Abstract:A generalist agent must continuously learn and adapt throughout its lifetime, achieving efficient forward transfer while minimizing catastrophic forgetting. Previous work within the dominant pretrain-then-finetune paradigm has explored parameter-efficient fine-tuning for single-task adaptation, effectively steering a frozen pretrained model with a small number of parameters. However, in the context of lifelong learning, these methods rely on the impractical assumption of a test-time task identifier and restrict knowledge sharing among isolated adapters. To address these limitations, we propose Dynamic Mixture of Progressive Parameter-Efficient Expert Library (DMPEL) for lifelong robot learning. DMPEL progressively learn a low-rank expert library and employs a lightweight router to dynamically combine experts into an end-to-end policy, facilitating flexible behavior during lifelong adaptation.

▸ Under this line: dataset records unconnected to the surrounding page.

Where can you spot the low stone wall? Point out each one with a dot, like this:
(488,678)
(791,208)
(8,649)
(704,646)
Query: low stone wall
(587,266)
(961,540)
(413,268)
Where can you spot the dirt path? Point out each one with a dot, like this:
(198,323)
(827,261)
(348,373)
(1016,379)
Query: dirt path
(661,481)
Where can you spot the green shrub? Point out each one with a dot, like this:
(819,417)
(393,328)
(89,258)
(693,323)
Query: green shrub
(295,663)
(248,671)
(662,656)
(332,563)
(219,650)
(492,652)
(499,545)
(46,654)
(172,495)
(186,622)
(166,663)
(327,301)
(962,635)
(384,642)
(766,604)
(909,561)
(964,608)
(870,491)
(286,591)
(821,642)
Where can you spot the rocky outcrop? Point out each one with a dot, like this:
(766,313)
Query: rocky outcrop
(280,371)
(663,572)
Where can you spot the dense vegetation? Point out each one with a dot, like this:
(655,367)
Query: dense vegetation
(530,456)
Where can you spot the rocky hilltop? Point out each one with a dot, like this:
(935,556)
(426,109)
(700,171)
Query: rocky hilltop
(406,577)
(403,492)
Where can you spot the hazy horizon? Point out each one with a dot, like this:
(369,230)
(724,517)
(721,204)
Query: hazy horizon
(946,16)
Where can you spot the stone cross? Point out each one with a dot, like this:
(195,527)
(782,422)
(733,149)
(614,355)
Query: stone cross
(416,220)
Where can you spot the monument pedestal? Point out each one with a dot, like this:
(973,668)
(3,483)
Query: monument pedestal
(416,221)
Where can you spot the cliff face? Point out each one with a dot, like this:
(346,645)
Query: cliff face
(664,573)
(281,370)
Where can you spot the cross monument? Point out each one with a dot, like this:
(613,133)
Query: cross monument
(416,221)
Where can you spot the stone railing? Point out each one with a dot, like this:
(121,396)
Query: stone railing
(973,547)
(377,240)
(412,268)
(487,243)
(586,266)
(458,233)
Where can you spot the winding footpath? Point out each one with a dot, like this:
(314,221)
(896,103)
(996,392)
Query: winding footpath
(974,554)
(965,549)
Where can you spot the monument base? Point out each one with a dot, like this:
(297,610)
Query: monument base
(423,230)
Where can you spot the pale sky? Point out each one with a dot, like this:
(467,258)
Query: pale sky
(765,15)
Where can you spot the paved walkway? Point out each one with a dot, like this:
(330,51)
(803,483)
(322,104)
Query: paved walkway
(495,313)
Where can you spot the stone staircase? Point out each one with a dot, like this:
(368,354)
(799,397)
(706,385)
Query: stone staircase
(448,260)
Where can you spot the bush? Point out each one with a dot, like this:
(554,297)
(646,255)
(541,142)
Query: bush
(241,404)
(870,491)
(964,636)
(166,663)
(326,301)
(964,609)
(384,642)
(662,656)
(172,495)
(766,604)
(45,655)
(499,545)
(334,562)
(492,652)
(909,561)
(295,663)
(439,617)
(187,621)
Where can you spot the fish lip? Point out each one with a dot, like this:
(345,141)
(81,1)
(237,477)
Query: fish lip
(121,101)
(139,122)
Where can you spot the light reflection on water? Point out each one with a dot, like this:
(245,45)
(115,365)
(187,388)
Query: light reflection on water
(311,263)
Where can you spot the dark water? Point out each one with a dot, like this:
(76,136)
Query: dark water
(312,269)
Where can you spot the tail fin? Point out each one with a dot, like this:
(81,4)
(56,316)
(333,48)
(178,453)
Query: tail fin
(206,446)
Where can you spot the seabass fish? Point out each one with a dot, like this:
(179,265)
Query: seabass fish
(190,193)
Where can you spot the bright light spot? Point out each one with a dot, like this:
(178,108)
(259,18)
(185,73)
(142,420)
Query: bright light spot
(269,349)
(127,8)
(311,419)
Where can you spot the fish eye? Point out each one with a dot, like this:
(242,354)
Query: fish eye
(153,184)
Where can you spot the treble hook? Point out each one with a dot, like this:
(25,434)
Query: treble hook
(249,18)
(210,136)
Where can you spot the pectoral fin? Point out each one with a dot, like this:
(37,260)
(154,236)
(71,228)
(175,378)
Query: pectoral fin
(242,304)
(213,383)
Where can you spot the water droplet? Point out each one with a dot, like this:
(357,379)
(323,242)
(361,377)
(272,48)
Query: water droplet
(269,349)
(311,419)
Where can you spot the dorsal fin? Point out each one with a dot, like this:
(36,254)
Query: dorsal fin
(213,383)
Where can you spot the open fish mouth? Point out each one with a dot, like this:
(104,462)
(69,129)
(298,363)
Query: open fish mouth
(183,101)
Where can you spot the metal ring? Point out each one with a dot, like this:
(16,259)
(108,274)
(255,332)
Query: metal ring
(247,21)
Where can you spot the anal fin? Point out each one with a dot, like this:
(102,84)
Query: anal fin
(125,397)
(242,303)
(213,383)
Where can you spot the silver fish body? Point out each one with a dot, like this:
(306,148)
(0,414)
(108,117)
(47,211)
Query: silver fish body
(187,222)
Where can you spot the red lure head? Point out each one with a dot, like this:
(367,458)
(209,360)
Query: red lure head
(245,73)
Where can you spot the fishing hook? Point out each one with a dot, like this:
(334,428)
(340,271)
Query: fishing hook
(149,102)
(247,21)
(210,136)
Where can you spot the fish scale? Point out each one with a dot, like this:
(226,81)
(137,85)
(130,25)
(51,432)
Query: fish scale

Moreover, by leveraging the modular structure of the fine-tuned parameters, we introduce coefficient replay to guide the router in accurately retrieving frozen experts for previously encountered tasks, thereby mitigating catastrophic forgetting. This method is significantly more storage- and computationally-efficient than applying demonstration replay to the entire policy. Extensive experiments on the lifelong manipulation benchmark LIBERO demonstrate that our framework outperforms state-of-the-art lifelong learning methods in success rates across continual adaptation, while utilizing minimal trainable parameters and storage.